For some context, Microsoft launched Tay back in March, aiming to offer a chatbot that learns from Twitter how to post "sarcastically teen" messages. What the company failed to foresee is that Twitter is a widely diverse pool with all sorts of users and it took less than 24 hours for Tay to turn racist, sexist and what-not, so Microsoft was forced to pull the plug on the chatbot and issue an apology for the hurtful and offensive tweets.
Tay Reloaded: Microsoft Zo
Having learned a hard lesson with Tay, Microsoft is now testing its latest chatbot on Kik. Twitter user Tom Hounsell was the first to spot the new Miccrosoft chatbot and MSPoweruser later revealed that it's called Zo and it's basically the English version of Microsoft's Xiaoice Chinese chatbot. Just like Xiaoice, and like Tay, for that matter, Zo tries to strike up conversations with users.
The new Microsoft Zo chatbot tends to break the ice by asking a question, such as what's your favorite season or some other bland conversation starter. The Verge tried to chat up the bot to see how it works, but it didn't really get many coherent responses. The conversation doesn't quite make sense and it looks like Zo is just posting random answers that may vaguely make sense in its AI-fired brain, but is beyond human comprehension.
At the same time, Zo seems to have the same teen slang that Microsoft tried before, not only with Tay, but also when it invited its "bae interns" to "get lit" at a beer pong party.
While automation can be a great tool, it seems that Microsoft is still having some issues in the AI conversation department, which might explain the choice to test the new Zo chatbot on Kik rather than a larger platform such as Twitter.

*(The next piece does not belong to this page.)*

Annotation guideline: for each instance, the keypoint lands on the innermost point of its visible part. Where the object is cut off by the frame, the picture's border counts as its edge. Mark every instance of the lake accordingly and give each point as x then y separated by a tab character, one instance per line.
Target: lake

Kik has a fairly small number of users compared to social networks such as Facebook and Twitter, but it did launch a bot shop earlier this year particularly for enabling developers and users to try AI-powered software on its platform.
It remains to be seen how things will pan out for the new Microsoft Zo chatbot, but it's likely that the company will decide whether or not to opt for a wider release based on the bot's performance on Kik.